LMAX Disruptor: Must EventHandler clone object received from EventHandler#onEvent

1k Views Asked by At

I have an application with Many Producers and consumers.

From my understanding, RingBuffer creates objects at start of RingBuffer init and you then copy object when you publish in Ring and get them from it in EventHandler.

My application LogHandler buffers received events in a List to send it in Batch mode further once the list has reached a certain size. So EventHandler#onEvent puts the received object in the list , once it has reached the size , it sends it in RMI to a server and clears it.

My question, is do I need to clone the object before I put in list, as I understand, once consumed they can be reused ?

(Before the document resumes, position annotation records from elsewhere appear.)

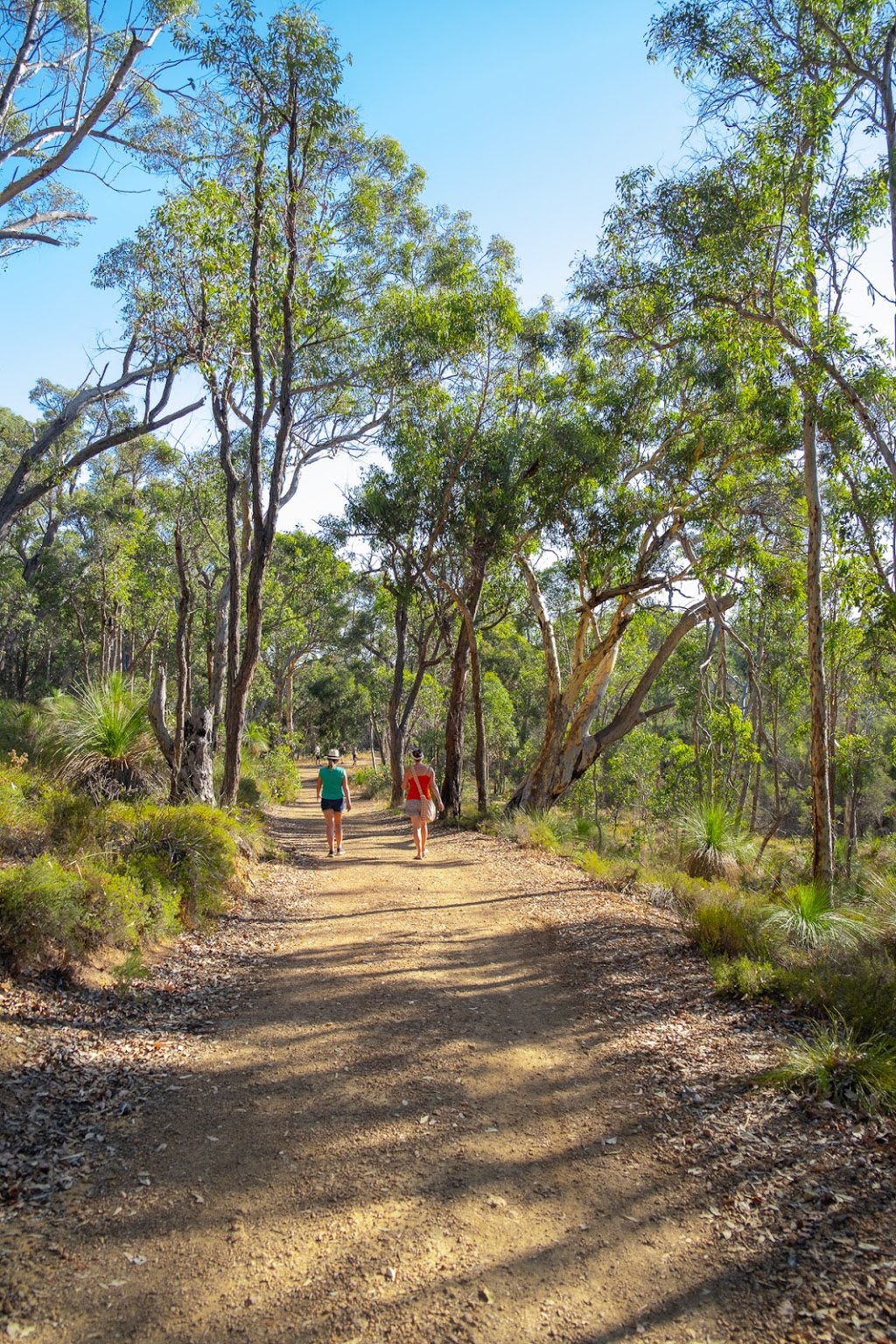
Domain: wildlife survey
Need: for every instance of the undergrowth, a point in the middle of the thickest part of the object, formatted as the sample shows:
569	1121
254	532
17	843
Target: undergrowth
768	934
80	874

Do I need to synchronize access to the list in my EventHandler#onEvent ?

3

There are 3 best solutions below

2
On BEST ANSWER

Yes - your understanding is correct. You copy your values in and out of the ringbuffer slots.

I would suggest that yes you clone the values as you extract it from the ring buffer and into your event handler list; otherwise the slot can be reused.

You should not need to synchronise access to the list as long as it is a private member variable of your Event Handler and you only have one event handler instance per thread. If you have multiple event handlers adding to the same (eg static) List instance then you would need synchronisation.


Clarification:

Be sure to read the background in OzgurH's comments below. If you stick to using the endOfBatch flag on disruptor and use that to decide the size of your batch, you do not have to copy objects out of the list. If you are using your own accumulation strategy (such as size - as per the question), then you should clone objects out as the slot could be reused before you have had the chance to send.

Also worth noting that if you are needing to synchronize on the list instance, then you have missed a big opportunity with disruptor and will destroy your performance anyway.

1
On

It is possible to use slots in the Disruptor's RingBuffer (including ones containing a List) without cloning/copying values. This may be a preferable solution for you depending on whether you are worried about garbage creation, and whether you actually need to be concerned about concurrent updates to the objects being placed in the RingBuffer. If all the objects being placed in the slot's list are immutable, or if they are only being updated/read by a single thread at a time (a precondition which the Disruptor is often used to enforce), there will be nothing gained from cloning them as they are already immune to data races.

On the subject of batching, note that the Disruptor framework itself provides a mechanism for taking items from the RingBuffer in batches in your EventHandler threads. This is approach is fully thread-safe and lock-free, and could yield better performance by making your memory access patterns more predictable to the CPU.

0
On

No, you are not right.

Simple answer:

  • you do not have to clone anything
  • you do not have to synchronize anything

Concept of LMAX disruptor is that you have pre-allocated list of events. When publisher wants to publish, it will ask for next "FREE" instance from ring buffer, i.e.:

        final long sequenceId = ringBuffer.next();
        final SomeEvent serviceEvent = ringBuffer.get(sequenceId);

Than you do need to pass to given instance your request. So, instead of creating new request/event instance, you (against OOP approach), you will need to use existing instance and set it to your needs. For example:

        serviceEvent.requestCommandCreateNewUser("banán", "jahodový");

You have to take care in implementation of given method, to not create new instances (to be aligned with disruptor philosophy). You will for example just copy parameters to pre-allocated private fields.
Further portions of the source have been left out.